The curve starts steep (but slow) because at the beginning there’s more than enough enzyme to quickly change all the substrate into product but then substrate runs out (too many snappers, too few sticks) But as the substrate concentration increases, the enzyme gets saturated – each enzyme is working its hardest, but it can only go so fast – the enzyme becomes limiting (too many sticks, too few snappers). The height at which the curve plateaus is called the maximum velocity (Vmax) and the substrate concentration at which the curve gets halfway to Vmax is called the Km.
This Vmax depends on enzyme concentration (which is why we adjust it to get kcat), but Km doesn’t depend on enzyme concentration, just on how well the enzyme likes the substrate. It’s not quite this simple, but, in general terms & typical cases
lower Km -> better binder (higher affinity for substrate)
higher Km -> worse binder (lower affinity for substrate)

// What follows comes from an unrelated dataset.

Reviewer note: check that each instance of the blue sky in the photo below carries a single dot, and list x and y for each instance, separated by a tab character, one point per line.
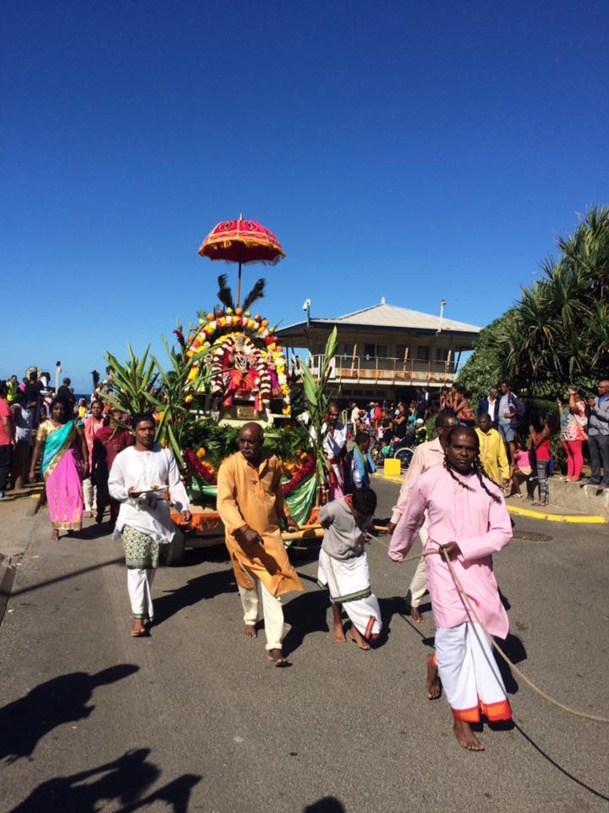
398	149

higher kcat -> better changer
lower kcat -> worse changer
If you want a good idea about how “good” an enzyme is overall for a particular substrate, you need to know how well it binds substrate & how well it changes it. So you combine those 2 measures to get another value, the “specificity constant” (aka “catalytic efficiency”) which = kcat/Km
You know how I said “sometimes” you’ll get a parabola? Well, other times you’ll have enzymes where when you make that graph you’ll get an S-shaped curve. This usually implies that you have an “allosteric enzyme” – allostery is where something happens somewhere on the molecule that changes something elsewhere on the molecule. Allosteric enzymes usually have multiple active sites and when substrate binds one of them it makes it easier for the other active sites to bind substrate, so you get cooperativity and see a switch-like transition. We saw this when we looked at hemoglobin – which has 4 oxygen-binding subunits and biding of oxygen to one site makes it much easier for oxygen to bind the other sites (positive cooperativity) http://bit.ly/39p5RqW
Maud Menten & Leonor Michaelis published their formula in 1913. Maud was a pretty amazing scientist – Born in Canada in 1879, Maud became one of that country’s first female medical doctors, but there were limited opportunities in Canada for a woman to pursue a research career, so she moved to the US, where she worked at the Rockefeller Institute, researching the effects of radium on tumors, before emigrating to Germany to work with Michaelis. After her groundbreaking work there, she moved back to the US to obtain a PhD at the University of Chicago and went on to work as a professor and pathologist at the University of Pittsburgh and a research fellow at the British Columbia Medical Research Institute. Menten also had a full life outside of the lab – in addition being a brilliant biochemist and histologist, she was also a skilled musician and artist and she spoke 6 languages! Menten passed away in 1960, but her name will forever be synonymous with enzyme kinetics.